Berlin Buzzwords 2025

Performance Tuning Apache Solr for Dense Vectors
2025-06-16 , Maschinenhaus

While powerful, dense vector search is not a plug-and-play feature that will scale straight out-of-the-box, particularly when it comes to extracting the maximum performance from limited compute resources. Come learn how we tuned dense vector indexes for our 100M+ document dataset, and drastically sped up our queries.


With the recent boom in AI, many organizations are in the process of building semantic search stacks from scratch powered by Apache Solr and dense vectors. What many quickly learn when dealing with dense vectors is just how heavy the compute requirements are for vector search compared with lexical search. If not well-tuned, vector search query latency can quickly skyrocket, even with an otherwise reasonably sized dataset.

We experienced this pain firsthand when we started vectorizing a 100M+ document dataset. While one can certainly approach this problem head-on by throwing hardware resources at it, this is neither a cheap nor fully-effective solution.

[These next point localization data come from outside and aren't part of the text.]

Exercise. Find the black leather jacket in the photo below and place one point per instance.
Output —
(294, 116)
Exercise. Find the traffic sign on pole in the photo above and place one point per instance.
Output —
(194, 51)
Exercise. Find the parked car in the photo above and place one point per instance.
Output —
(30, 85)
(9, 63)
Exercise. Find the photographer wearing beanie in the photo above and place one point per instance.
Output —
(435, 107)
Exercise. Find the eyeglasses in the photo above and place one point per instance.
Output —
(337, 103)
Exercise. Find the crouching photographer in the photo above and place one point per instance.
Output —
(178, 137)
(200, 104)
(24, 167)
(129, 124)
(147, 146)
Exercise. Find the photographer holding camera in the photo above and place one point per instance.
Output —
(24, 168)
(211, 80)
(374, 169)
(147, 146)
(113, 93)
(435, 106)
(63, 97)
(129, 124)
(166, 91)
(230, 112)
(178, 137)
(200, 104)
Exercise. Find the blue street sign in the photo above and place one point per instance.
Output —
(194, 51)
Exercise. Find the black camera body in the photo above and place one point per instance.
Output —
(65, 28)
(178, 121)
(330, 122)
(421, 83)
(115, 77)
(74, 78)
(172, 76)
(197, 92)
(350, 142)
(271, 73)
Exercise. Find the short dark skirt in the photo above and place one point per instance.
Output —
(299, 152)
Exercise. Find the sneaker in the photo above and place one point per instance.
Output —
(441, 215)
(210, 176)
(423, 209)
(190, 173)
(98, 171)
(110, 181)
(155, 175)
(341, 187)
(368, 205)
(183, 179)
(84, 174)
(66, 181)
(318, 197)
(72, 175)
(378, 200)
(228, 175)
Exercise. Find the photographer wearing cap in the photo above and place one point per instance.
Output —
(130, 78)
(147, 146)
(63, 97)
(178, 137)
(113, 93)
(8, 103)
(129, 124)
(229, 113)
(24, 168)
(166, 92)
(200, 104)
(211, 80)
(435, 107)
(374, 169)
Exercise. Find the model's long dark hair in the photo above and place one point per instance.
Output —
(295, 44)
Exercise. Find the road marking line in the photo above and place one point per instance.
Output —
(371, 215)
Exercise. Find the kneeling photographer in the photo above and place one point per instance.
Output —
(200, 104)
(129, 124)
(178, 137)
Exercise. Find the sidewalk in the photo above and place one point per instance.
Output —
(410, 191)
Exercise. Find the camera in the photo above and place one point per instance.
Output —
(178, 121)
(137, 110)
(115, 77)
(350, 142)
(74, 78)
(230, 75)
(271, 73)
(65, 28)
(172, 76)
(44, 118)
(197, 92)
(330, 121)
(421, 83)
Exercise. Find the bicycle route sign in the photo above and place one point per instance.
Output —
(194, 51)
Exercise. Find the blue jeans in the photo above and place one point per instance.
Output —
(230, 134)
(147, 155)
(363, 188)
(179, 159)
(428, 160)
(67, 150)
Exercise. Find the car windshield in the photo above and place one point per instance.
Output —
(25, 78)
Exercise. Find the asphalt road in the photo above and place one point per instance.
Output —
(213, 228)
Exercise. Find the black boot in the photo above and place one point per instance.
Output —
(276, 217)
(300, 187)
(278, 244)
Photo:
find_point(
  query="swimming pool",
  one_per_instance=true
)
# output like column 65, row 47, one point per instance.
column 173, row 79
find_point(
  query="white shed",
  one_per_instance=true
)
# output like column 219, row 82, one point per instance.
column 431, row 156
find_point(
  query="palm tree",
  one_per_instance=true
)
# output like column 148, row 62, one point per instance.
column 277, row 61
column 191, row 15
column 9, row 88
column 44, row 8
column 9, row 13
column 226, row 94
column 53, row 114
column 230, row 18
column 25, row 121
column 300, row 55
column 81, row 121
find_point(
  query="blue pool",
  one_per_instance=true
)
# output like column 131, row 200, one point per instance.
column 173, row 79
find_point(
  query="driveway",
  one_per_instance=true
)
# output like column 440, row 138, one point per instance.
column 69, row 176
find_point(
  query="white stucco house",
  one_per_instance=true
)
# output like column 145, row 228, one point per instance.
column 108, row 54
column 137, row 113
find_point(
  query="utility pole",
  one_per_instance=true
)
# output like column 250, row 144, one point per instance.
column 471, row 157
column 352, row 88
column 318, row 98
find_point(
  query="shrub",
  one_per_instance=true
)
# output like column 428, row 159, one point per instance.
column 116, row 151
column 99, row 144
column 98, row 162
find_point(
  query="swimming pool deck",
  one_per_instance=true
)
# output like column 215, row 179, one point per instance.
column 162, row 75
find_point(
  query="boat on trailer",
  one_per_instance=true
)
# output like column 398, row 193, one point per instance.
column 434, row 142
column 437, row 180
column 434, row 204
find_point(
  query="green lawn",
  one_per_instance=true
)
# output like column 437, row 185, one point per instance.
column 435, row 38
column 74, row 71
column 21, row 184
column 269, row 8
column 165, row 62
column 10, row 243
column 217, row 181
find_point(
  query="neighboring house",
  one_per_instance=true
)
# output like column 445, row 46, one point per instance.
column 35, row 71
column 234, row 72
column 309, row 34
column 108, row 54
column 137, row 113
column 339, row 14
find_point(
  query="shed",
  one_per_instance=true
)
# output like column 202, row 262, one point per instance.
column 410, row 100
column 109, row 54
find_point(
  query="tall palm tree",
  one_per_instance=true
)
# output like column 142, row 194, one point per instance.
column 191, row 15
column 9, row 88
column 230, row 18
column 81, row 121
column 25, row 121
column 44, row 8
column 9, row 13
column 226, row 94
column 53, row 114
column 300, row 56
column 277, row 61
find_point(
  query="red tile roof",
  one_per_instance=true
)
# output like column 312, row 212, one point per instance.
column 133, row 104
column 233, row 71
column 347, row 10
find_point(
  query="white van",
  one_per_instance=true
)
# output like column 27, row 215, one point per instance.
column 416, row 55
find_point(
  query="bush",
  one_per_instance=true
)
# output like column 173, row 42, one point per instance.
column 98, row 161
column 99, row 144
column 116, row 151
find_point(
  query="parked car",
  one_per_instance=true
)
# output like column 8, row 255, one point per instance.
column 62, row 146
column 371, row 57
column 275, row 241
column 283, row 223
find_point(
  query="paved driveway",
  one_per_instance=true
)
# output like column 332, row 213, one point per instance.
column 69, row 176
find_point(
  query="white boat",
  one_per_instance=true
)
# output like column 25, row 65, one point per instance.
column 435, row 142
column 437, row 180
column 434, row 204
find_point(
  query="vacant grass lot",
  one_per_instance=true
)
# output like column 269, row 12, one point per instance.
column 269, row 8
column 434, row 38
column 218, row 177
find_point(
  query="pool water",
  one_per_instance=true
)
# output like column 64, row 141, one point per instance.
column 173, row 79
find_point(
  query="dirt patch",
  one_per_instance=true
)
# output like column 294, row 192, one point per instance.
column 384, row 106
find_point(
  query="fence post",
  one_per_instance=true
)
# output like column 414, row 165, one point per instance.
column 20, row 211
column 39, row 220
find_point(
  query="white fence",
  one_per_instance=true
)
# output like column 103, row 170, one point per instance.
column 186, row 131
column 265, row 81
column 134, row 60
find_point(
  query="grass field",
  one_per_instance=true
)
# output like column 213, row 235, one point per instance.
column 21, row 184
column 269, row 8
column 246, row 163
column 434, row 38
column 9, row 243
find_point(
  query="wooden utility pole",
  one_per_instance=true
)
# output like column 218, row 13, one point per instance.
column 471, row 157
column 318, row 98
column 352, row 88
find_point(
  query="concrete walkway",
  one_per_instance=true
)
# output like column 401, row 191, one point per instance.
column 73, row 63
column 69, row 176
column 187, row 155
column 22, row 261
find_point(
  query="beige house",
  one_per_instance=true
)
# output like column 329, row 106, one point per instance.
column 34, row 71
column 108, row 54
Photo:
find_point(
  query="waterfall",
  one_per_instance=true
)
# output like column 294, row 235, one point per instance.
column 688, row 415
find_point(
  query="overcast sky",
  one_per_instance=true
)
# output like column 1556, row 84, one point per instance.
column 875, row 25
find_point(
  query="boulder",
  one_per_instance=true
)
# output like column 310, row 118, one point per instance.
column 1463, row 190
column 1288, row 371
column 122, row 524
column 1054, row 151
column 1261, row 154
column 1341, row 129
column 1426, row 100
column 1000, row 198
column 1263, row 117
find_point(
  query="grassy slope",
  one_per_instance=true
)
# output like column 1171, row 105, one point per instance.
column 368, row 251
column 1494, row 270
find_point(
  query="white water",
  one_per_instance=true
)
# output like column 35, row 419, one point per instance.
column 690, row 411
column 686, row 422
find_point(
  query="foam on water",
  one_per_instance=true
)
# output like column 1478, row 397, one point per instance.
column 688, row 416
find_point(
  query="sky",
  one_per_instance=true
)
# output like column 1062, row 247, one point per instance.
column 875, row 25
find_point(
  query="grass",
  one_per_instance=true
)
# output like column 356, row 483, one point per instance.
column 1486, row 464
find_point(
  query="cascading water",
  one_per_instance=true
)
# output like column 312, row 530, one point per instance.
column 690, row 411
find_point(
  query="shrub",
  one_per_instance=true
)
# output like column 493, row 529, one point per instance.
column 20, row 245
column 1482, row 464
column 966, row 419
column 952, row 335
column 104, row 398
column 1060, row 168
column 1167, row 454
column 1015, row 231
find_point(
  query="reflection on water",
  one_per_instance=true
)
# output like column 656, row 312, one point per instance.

This talk will cover a brief introduction to how Apache Solr/Lucene builds dense vector indexes, the journey of how we optimized our dense vector setup, as well as highlight the pitfalls/best practices we learned.

Whether you’re a company building out full RAG pipelines or an enthusiast playing around with a novel alternative to standard lexical search, you’re going to want to squeeze the most performance out of your limited compute resources. Let us help you hit the ground running.


Tags:

Search, Scale, Stories

Level:

Intermediate

Kevin Liang is a software engineer on Bloomberg's Search Infrastructure engineering team in New York. As part of a team that offers search-as-a-managed-service, he works closely with Apache Solr day in and day out. This includes everything from the application-level software down to the bare-metal hardware. Recently, his work has focused increasingly on support for dense vector search, but has also covered a variety of subjects, including automation, backups, and major version upgrades.